Let’s talk about the false theory of success that says you can’t have success without stress, that suffering is inevitable and even necessary to attain success in the world. It seems very relevant to classroom culture today. How can teachers today meet the demands on them and their students—without actually harming the health of their students?
Emma Seppälä: Research shows that when we’re in a fight-or-flight situation—you have a test, or a project due—a little stress can actually help you get through that deadline. In that situation, it’s like a little rush of adrenaline that gives us a little extra push. But when stress is chronic, when it becomes fight-or-flight every day, it can actually break you down and cause depletion. You’ll see children who can’t calm themselves down, who can’t even go to sleep—and sleep is one of the most natural functions of our bodies.
One thing we’ve seen to be very helpful in classrooms are mindfulness programs for students, including breathing exercises. These are programs that can teach children to tap into their parasympathetic “rest and digest” nervous system and calm right down. The breathing programs, in particular, are simple and very easy to implement—and research has shown that those students are more focused and less impulsive.

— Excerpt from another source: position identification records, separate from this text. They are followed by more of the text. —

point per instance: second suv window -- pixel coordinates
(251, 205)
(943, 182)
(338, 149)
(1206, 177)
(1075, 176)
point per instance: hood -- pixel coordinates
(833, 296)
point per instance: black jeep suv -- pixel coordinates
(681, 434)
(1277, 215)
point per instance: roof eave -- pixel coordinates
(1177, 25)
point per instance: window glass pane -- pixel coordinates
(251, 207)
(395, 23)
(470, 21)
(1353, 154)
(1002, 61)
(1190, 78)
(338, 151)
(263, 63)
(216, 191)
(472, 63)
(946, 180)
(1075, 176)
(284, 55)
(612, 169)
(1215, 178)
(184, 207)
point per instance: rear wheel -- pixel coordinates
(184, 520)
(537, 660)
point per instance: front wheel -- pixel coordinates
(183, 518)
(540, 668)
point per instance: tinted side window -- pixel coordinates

Two other false theories of success, which seem a bit related, are: “Focus on your niche,” which suggests we need to focus on just one area of knowledge to succeed, and also “play to your strengths,” which suggests staying away from areas of weaknesses. In a classroom, that might sound a lot like, “I’m not good at math…” How can educators talk to students about their brains, and their strengths or weaknesses?
ES: They should let them know that their brains are built to learn new things. By learning that fact, they’ll understand their brains can learn anything, if they try. Research shows this message actually makes students more enthusiastic in the face of challenges… Stanford University’s Carol Dweck also has shown how identifying children by “strengths,” saying he’s an artist or she’s a math person, boxes them in and actually makes them less likely to want to try new things or take on new challenges. Instead, the message to students should be: This is your adventure. You can embrace the adventure.
Let’s talk about creativity. In the book, you suggest allowing your mind to drift, to idle, to unplug. How do you think that might be successfully practiced in a classroom?
ES: CEOs currently value creativity more than any other trait in the incoming workforce, and yet we’re experiencing a real creativity crisis in the classroom. In the book, I look at Dr. Kyung-Hee Kim’s research, which shows that creativity remains static or declines after sixth grade, and that since 1990 there has been a steady decline in creativity scores. Unfortunately, most of the tests that teachers have to work toward value more narrow thinking, or linear thinking, over divergent thinking, or creative thinking. There is nothing wrong with linear thinking, but there has to be space created for that kind of disruptive, brainstorming type of creative thinking… like an improv comedy class!
So, how about teachers? It’s a pretty stressful job. Are there things they can do for themselves to make themselves happier?
ES:People are happier at work when they have a sense of purpose and meaning, and teachers certainly can tap into a lot of purpose and meaning in their work. But many teachers are stressed out by having to work toward testing, rather than what they’d rather do intrinsically, which is work to inspire students. One thing they can do is take care of their own minds; take a mindfulness approach to reducing their own stress. The other thing they can do is take a more empathic, compassionate approach to their students. It may sound soft, but there is so much data to back this up. If teachers can approach their students as they would their own children, with loving attention, their own health and well-being will improve.